С тех пор как семь лет назад мой трехмесячный брат умер, подхватив тяжелую форму лихорадки, я больше не просила у родителей братика.
Мы старались забыть об этом, как о страшном сне, но я-то знаю, что они до сих пор винят себя в смерти Темки, хотя даже лучший педиатр в городе не смог тогда помочь — малыш угас, как уголек, за несколько дней.
Со временем острота утраты поблекла, я все реже мучилась бессонницей, вспоминая Темку, но до сих пор почти физически ощущала то гнетущее чувство вины, с каким родители смотрели друг на друга и на меня, думая, что я не замечаю их взгляды…
Тыльной стороной ладони я вытерла глаза. Слез не было. Странно… а мне казалось, реву в три ручья.
Не хочу возвращаться.
Мысль была внезапной и ясной, всплыла четким печатным текстом, словно кто-то выбил ее на сетчатке глаз.
Не хочу, потому что, как ни странно, под этим чужим небом мне легче дышать. Я будто вырвалась из паутины, сплетенной моими же родителями, и лишь теперь могу вдыхать этот пыльный воздух полной грудью…
Они любят меня, и я, конечно же, люблю их… Но именно поэтому, пока их глаза будут видеть мою спину, они не смогут оставить позади неподъемный груз вины и однажды просто задушат добровольно надетым ярмом и себя, и меня…

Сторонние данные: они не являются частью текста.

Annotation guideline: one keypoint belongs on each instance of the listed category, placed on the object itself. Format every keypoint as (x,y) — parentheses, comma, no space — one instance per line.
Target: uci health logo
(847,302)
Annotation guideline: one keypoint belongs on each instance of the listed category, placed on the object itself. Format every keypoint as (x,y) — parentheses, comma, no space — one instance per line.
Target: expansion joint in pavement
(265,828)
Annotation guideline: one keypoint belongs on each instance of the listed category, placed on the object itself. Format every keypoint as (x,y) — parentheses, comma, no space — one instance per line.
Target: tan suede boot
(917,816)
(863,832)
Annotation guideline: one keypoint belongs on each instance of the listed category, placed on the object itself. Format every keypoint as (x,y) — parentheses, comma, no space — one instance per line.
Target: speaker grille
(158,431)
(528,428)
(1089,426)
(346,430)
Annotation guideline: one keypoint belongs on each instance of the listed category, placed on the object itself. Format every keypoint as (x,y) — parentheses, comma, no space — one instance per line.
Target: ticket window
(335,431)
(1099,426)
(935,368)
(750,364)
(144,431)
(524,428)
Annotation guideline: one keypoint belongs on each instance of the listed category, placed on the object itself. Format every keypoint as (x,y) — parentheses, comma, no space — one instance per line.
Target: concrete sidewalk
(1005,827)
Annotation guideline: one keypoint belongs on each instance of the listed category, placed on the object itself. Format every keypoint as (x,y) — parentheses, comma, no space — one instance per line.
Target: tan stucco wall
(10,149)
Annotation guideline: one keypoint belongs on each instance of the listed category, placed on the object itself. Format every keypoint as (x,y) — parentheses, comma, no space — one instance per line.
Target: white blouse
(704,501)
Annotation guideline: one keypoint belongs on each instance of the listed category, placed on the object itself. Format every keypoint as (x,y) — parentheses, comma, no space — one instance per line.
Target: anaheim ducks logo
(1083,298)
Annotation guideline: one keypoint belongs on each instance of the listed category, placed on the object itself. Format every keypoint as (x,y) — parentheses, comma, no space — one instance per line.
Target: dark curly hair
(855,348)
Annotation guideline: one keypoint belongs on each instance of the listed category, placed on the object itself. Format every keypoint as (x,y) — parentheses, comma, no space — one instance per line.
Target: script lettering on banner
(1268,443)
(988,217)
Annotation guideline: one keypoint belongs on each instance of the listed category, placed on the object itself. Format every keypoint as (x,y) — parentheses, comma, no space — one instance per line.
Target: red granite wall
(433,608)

Не хочу. Не хочу! Я сжала кулаки так, что обломанные ногти впились в ладони.
Но если я останусь здесь, то куда мне идти? Кому нужна некрасивая, бесталанная девчонка, вроде меня?
— Лисья морда, ты чего вдруг нос повесил?
Жесткая рука хлопнула меня по спине, вздрогнув, я подняла голову.
Фудо нашел где-то птичье перышко, заткнул за ухо, став при этом походить то ли на какого-то европеоидного индейца, то ли на пастуха, ночевавшего в курятнике.
Выплюнув очередную изжеванную травинку, Фудо, без малейшего пиетета к моей грусти, ткнул длинным пальцем куда-то мне под ребра.